Kılıçdaroğlu, İstanbul seçiminde 2019’da yaşananlar nedeniyle bu seferki seçimde yeniden sandık güvenliği endişesi duyulması ve Canan Kaftancıoğlu’nun yokluğuyla ilgili ise, “Canan Hanım çalışkan bir il başkanıydı. Başka bir yorumda bulunmayacağım” dedi.
“Beşli çete ile mücadele edilmesi, CHP’nin takipçi olması lazım”
Kemal Kılıçdaroğlu, “CHP’yle ilgili sizden sonra ‘beşli çete’ söyleminden vazgeçildiği yorumu yapılıyor, siz ne dersiniz?” sorusuna, “Beşli çete varlığını güçlenerek sürdürüyor. CHP’nin beşli çete ile mücadele edilmesi gerektiği söylemini kullanması gerekir. CHP’nin bunun takipçisi olması lazım” yanıtını verdi.
Kılıçdaroğlu, 2020’nin Aralık ayındaki bütçe görüşmelerinde kamu ihalelerini en fazla alan beş şirket için ilk defa bu tanımı kullanmıştı.
Eski CHP lideri, Erdoğan iktidarına yakın Cengiz Holding, Limak Holding, Kalyon Holding, Kolin Holding ve Makyol Holding için “beşli çete” demiş ve bu
şirketlere maddi kaynak aktarımı yapıldığını sık sık gündemde tutmuştu.
O dönemde Kılıçdaroğlu, bu şirketlerden birisini de Mehmet Cengiz’in sahibi olduğu Cengiz Holding olarak işaret ediyordu.
“Erdoğan ekonomi bağlamında muhalefete hizmet ediyor”

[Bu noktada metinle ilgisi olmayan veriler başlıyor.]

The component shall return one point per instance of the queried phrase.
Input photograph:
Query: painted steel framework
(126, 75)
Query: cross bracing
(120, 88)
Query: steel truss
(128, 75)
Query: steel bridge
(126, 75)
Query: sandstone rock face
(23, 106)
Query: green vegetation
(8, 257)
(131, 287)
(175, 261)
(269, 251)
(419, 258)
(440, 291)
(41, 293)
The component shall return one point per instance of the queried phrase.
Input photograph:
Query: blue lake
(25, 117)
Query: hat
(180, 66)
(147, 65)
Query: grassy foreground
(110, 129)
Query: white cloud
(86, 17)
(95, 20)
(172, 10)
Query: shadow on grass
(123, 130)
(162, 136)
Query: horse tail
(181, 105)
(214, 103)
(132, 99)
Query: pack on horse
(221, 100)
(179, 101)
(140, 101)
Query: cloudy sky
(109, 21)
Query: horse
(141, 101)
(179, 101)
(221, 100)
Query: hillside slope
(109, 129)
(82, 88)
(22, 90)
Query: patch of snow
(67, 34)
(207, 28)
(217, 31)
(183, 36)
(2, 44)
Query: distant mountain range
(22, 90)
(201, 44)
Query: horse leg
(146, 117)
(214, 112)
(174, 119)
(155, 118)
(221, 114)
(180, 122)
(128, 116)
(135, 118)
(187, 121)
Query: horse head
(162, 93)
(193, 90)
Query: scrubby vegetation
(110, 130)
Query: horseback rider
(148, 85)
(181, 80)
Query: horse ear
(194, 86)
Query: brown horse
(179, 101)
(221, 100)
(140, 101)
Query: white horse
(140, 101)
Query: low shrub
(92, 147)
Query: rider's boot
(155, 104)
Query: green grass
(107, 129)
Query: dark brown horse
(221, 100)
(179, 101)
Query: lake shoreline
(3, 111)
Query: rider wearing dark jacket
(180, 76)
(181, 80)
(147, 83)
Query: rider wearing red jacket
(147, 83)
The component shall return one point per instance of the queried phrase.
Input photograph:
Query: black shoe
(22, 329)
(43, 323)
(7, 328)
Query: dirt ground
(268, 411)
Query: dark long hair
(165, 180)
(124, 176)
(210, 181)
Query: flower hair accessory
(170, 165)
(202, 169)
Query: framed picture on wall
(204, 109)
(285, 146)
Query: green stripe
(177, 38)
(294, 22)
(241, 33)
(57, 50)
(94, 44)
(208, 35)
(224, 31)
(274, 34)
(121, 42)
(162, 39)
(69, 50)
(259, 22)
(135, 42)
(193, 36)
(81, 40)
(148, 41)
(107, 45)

Sandıkta seçmenlerin CHP’li adaylara oy vermesini sağlama amacıyla partinin “Türkiye İttifakı” çağrısı yapmasını da değerlendiren Kılıçdaroğlu’na göre, mevcut ekonomik koşullara dikkat çekilmesi gerekiyor.
Kılıçdaroğlu, “Doğrudan işçinin, memurun, işsizin, emeklinin içinde yaşadığı tablonun dillendirildiği bir kampanya dönemi olmalı. Bu tablonun ağırlıklı olarak dillendirilmesi lazım. Şu anda Erdoğan, bu çerçevede yani ekonomi bağlamında muhalefete hizmet eden bir parti konumundadır. Muhalefetin Erdoğan’ın bu hizmetini çok iyi değerlendirmesi lazım” diye konuştu.
Kılıçdaroğlu, “Erdoğan neden sizi hedef almayı sürdürüyor, ‘Bay Kemal’i mi özlüyor?” sorusu üzerine, “Aklınca parti (CHP) içinde bir farklı yapılanmayı özendiren cümleler kullandığını sanıyor. Yok öyle bir dünya. Cumhuriyet Halk Partisi birdir ve bütündür” dedi.
Cumhurbaşkanı ve AK Parti Genel Başkanı Recep Tayyip Erdoğan’ın 31 Mart için Yeniden Refah Partisi’yle ittifak kuramamasıyla ilgili “Sizce bu iktidar için yerel seçimler sonucunu etkileyecek bir hata mı?” diye sorduğumuz Kılıçdaroğlu, “Yeniden Refah Partisi, Cumhur İttifakı içinde daha kişilikli bir tavır sergiliyor” demekle yetindi.